While a homeowner who owes 10 per cent more than the value of a house may continue to service the mortgage, when the excess debt reaches 30 per cent he is much more likely to default. Each such default puts downward pressure on existing prices, increasing the like­lihood of further defaults. It is this spiral that threatens the American economy and the global financial system.

The author proposes one solution, which is only relevant to the US since only they have "no-recourse" loans. His proposals wouldn't have much effect in the UK, or indeed many of the other countries (Spain, Ireland, Denmark, ....) which are also suffering from HPC.

Wednesday, August 27, 2008 12:07PM Report Comment
 

5. tick tock said...

So more tax payers money to be thrown on the securities bonfire in order to shore up confidence in a system that deserves none?

Of course prices will 'overshoot' on the way down, thats one of the reasons that smart people didn't play with this fire in the first place, and why the fools that did are now finding their fingers increasingly hot.

If the market 'wants' to correct more than another 15% ,it will probably be because people still can't afford to buy, even at the reduced price. Doesn't the market already have a solution for this situation? Shouldn't prices continue fall until they once again become affordable to those who wish to live in them ??

The protection of the over valuation in mortgage bank collateral is the only concern these people have, and given that this over valuation is a direct concequence of those same mortgage banks own recklessness & greed, one would hope that taxpayers will not be duped further into funding the losses of gamblers.

Imagine if the billions spent on Northern rock had simply been spent building affordable housing?

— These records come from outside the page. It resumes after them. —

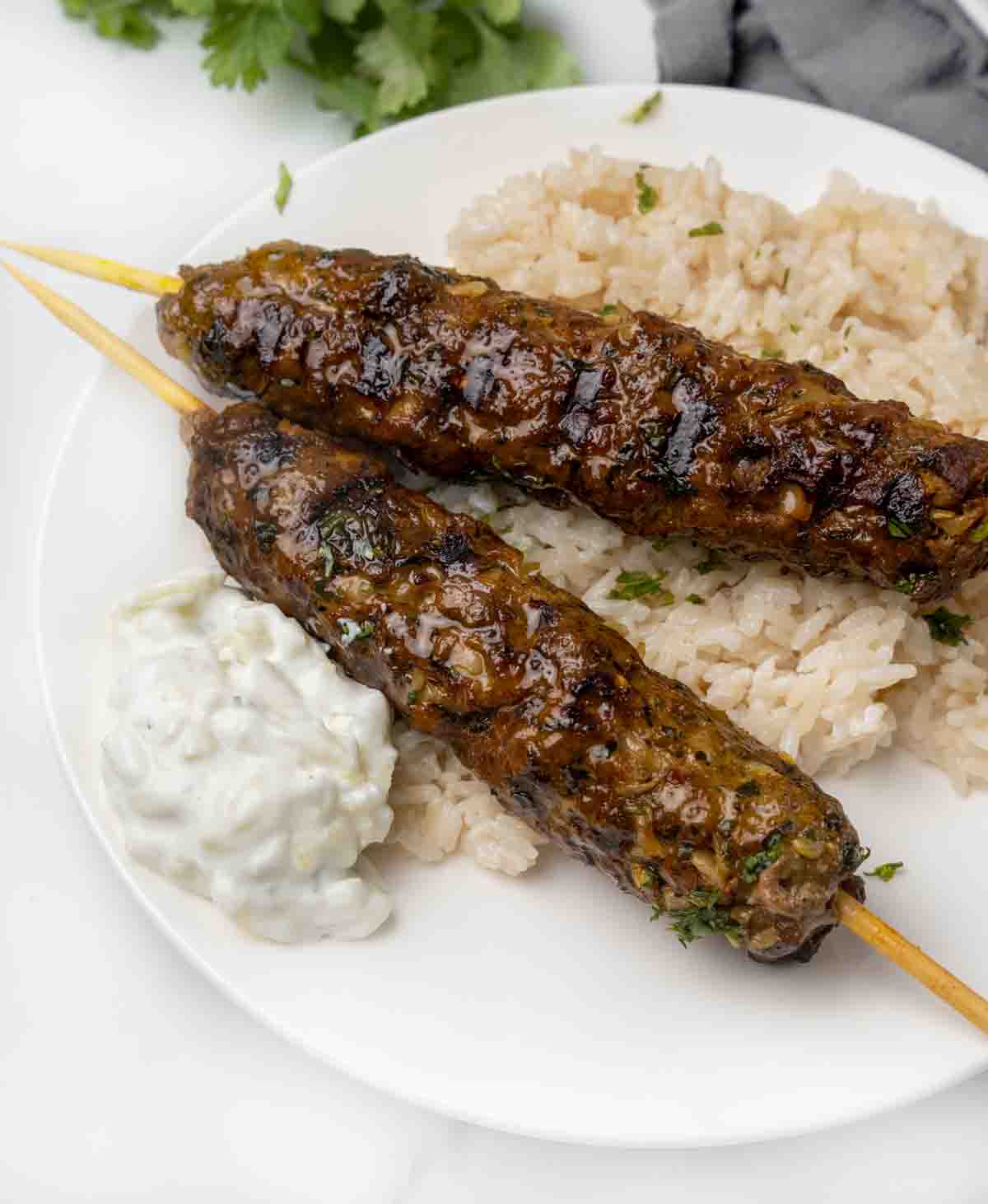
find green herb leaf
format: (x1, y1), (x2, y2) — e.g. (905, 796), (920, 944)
(697, 548), (727, 576)
(608, 568), (673, 605)
(864, 861), (905, 883)
(62, 0), (173, 50)
(336, 618), (375, 648)
(274, 162), (294, 213)
(652, 889), (743, 949)
(690, 222), (723, 238)
(201, 3), (295, 91)
(621, 91), (662, 125)
(923, 605), (972, 648)
(325, 0), (367, 26)
(739, 833), (782, 883)
(62, 0), (579, 136)
(480, 0), (521, 26)
(634, 167), (659, 213)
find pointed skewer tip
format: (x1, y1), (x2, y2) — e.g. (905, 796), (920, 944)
(0, 261), (204, 414)
(0, 240), (183, 297)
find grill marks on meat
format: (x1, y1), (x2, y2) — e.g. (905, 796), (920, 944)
(187, 402), (860, 959)
(157, 242), (988, 602)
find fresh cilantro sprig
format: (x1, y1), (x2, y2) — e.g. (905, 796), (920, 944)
(864, 861), (905, 883)
(652, 889), (743, 949)
(922, 605), (972, 648)
(608, 568), (675, 605)
(62, 0), (579, 135)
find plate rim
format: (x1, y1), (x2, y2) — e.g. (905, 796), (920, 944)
(29, 81), (988, 1150)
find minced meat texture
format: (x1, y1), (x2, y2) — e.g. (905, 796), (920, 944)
(187, 404), (864, 961)
(157, 242), (988, 602)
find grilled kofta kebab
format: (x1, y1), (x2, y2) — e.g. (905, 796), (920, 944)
(157, 242), (988, 602)
(187, 404), (868, 961)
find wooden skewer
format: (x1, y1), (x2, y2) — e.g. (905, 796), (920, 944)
(0, 240), (182, 297)
(834, 891), (988, 1033)
(2, 264), (203, 414)
(3, 260), (988, 1033)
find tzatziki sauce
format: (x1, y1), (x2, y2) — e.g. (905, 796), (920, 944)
(102, 571), (396, 943)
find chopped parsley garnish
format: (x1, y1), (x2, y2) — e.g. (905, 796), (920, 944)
(697, 548), (727, 576)
(621, 91), (662, 125)
(634, 167), (659, 213)
(254, 523), (278, 555)
(652, 889), (743, 949)
(888, 519), (916, 539)
(738, 833), (782, 883)
(840, 842), (871, 873)
(923, 605), (972, 648)
(864, 861), (905, 883)
(274, 162), (295, 213)
(62, 0), (580, 138)
(336, 618), (375, 648)
(690, 222), (723, 238)
(608, 568), (674, 605)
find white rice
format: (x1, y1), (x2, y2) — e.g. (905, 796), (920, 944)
(382, 149), (988, 873)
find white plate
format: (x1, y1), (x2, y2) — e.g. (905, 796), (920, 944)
(39, 86), (988, 1146)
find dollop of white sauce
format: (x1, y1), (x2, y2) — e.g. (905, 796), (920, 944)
(102, 572), (396, 943)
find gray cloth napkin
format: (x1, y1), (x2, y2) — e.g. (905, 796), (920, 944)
(649, 0), (988, 169)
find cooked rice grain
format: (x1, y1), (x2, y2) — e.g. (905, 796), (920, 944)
(382, 149), (988, 873)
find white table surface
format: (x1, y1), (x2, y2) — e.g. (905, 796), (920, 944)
(0, 0), (988, 1204)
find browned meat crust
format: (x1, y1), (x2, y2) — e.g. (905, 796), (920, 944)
(157, 242), (988, 602)
(187, 404), (865, 959)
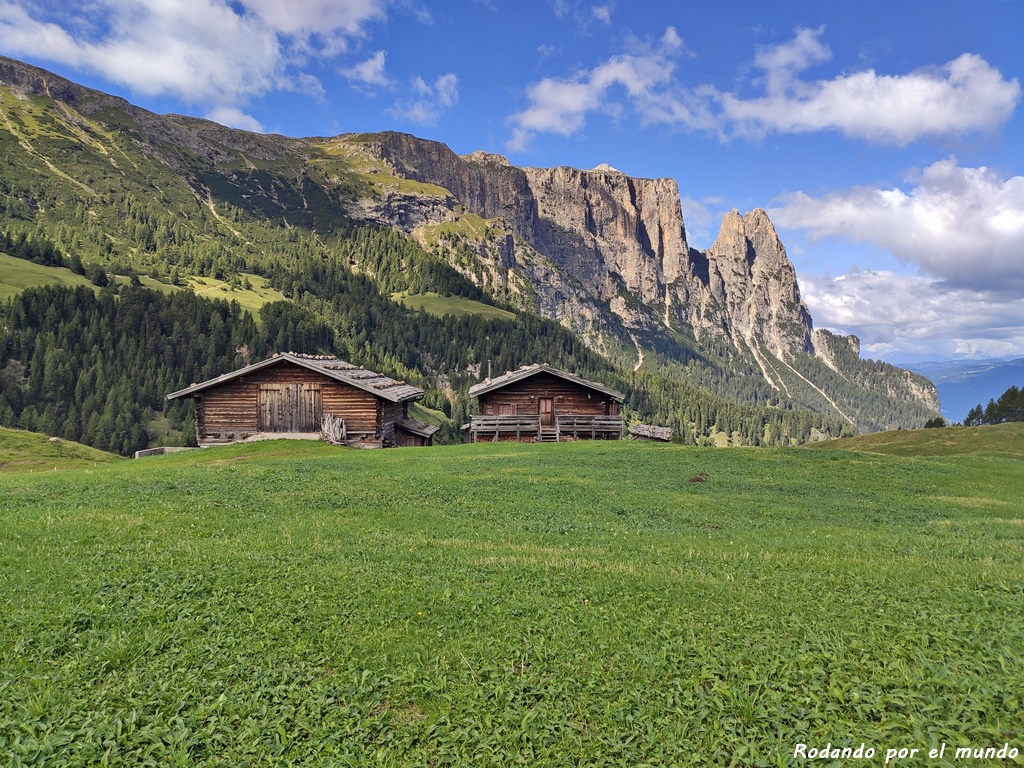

What a crazy idea that would be!

Wednesday, August 27, 2008 12:29PM Report Comment
 

6. richc said...

Feldstein is full of BS. He was all in favor of free markets as the Federal Reserve inflated the housing bubble, but now that it's popped, he's arguing for state intervention. This would have minimal impact for homeowners, but it would be a huge government give-away bonanza to bondholders and investment banks (i.e. the investment banks that have made Feldstein quite wealthy through consulting fees and speaking engagements).

Wednesday, August 27, 2008 12:32PM Report Comment
 

7. drewster said...

tick tock,

"Imagine if the billions spent on Northern rock had simply been spent building affordable housing?"

Millions of savers would have seen their savings get a haircut. Judging by the queues outside the banks, many of them were elderly and thus highly likely to vote. It would have been politically untenable.

Wednesday, August 27, 2008 01:42PM Report Comment
 

8. mark wadsworth said...

There's no need to spend billions on affordable housing - all local councils have to do is be more generous with planning permission so that price of a plot of land with planning permission falls from £100,000 to more like a few thousand (sure, somebody has to pay for drains and road and so on to be extended).